Steve Jobs was wrong: The customer knows best in the age of crowd-sourcing
Apple’s 1997 “Think Different” campaign stands out as one of the major turning points in that company’s history. It was a message that Steve Jobs and his innovative spirit had returned to the firm, after he left in 1985.
Jobs was as famous for championing the misfit as for saying that, in business, you won’t succeed if you simply ask customers what they want and then try to give that to them. It’s an inspiring sentiment and one that continues to resonate with entrepreneurs and business leaders to this day. For Jobs, being a “crazy one” was about having the vision to look beyond the status quo with a commitment to disruption.
I’m all for championing those with the courage to pursue an idea, those with an unwavering belief in spite of adversity or a prevailing mood to the contrary.
Yet I firmly believe that asking your customer what they think can never be a bad policy. While it’s tempting to assume that customers can be told what they need by a legion of entrepreneurial white knights, business doesn’t always work like that. Indeed, when you look at the companies that make up 2015’s billion-dollar club, it appears the opposite is true.
Whether it’s Facebook, Twitter, Uber or Airbnb, the success of today’s biggest firms is borne from an ability to quickly adapt in response to feedback from users and customers. Indeed, it’s this capability that makes these new business models truly disruptive, built as they are on environments that allow for constant innovation and change. To this end, companies have grown more adept at crowd-sourcing customer opinion.
In business, the customer is king – always has been, always will be – and recent developments have only reinforced this for my company’s sector, the big data industry.
The tech community is fond of talking up big data’s promise, given its potential to disrupt industries the world over. But despite maturing at an extraordinary rate, organisations are still figuring out how to best implement the technology, with a recent report from Wikibon finding that just 18 per cent of users are happy with the results they are seeing.
I firmly believe that big data technologies will help take business to the next level, but you cannot ignore what end users are telling you. For WANdisco, this only served as a further reminder that customer-focused strategies are at the heart of every successful business.

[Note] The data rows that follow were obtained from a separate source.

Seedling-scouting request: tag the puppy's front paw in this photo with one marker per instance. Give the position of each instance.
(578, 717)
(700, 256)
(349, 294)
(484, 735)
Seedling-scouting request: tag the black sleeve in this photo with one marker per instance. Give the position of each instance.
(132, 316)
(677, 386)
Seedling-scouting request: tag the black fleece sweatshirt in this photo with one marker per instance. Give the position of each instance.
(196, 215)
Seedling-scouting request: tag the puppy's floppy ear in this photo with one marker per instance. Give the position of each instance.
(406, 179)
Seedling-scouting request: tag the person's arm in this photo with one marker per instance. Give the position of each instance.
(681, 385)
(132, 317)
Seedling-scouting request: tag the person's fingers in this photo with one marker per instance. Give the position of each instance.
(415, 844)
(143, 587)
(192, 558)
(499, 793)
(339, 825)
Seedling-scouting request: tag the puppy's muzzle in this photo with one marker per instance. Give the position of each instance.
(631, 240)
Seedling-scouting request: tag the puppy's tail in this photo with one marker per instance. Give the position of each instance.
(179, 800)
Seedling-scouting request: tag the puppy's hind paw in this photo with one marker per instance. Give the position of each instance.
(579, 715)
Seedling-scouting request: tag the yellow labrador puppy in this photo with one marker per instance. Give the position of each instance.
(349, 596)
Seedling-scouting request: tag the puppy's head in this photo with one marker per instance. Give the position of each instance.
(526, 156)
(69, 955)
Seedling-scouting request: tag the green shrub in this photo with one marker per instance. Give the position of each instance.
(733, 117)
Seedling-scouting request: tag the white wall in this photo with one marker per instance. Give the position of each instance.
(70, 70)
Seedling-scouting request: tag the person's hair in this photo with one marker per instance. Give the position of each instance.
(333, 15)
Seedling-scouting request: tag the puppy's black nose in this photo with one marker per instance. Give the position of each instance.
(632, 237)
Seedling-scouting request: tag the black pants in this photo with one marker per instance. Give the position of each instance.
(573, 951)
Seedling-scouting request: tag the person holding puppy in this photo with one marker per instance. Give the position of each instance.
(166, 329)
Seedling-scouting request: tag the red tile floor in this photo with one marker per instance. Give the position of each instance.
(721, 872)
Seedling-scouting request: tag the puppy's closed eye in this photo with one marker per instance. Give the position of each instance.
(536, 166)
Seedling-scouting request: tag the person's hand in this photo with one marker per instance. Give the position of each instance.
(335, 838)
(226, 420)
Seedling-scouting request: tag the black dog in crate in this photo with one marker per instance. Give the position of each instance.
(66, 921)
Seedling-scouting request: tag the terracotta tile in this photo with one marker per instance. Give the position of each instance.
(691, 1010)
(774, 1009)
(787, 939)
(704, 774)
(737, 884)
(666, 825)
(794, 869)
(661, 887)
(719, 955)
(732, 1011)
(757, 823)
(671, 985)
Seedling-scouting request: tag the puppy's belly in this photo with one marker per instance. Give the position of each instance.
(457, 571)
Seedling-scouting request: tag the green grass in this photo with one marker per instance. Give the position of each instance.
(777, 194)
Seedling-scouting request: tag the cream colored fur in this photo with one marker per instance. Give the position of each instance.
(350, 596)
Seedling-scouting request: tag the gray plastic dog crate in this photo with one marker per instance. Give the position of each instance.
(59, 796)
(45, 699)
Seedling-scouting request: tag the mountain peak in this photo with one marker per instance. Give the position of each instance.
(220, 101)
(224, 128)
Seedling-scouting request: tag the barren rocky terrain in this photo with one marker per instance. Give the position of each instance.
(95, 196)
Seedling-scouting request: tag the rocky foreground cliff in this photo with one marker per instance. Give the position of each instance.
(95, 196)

It’s for this reason that we recently launched a new product designed to better address the realities of the market, delivering efficiency and quality that makes big data easier for global businesses to implement. WD Fusion ensures users are able to use Hadoop with unmatched flexibility, promoting agility and choice regardless of how data centres are configured.
The success of a Steve Jobs product wasn’t a result of refusing to ask customers if they wanted it. They really did want it – he was just so skilled that he didn’t need to ask.
Like Jobs, the most successful and revolutionary entrepreneurs are wired to draw new and imaginative connections from the human information they interact with. They are all, in essence, crowd-sourcers.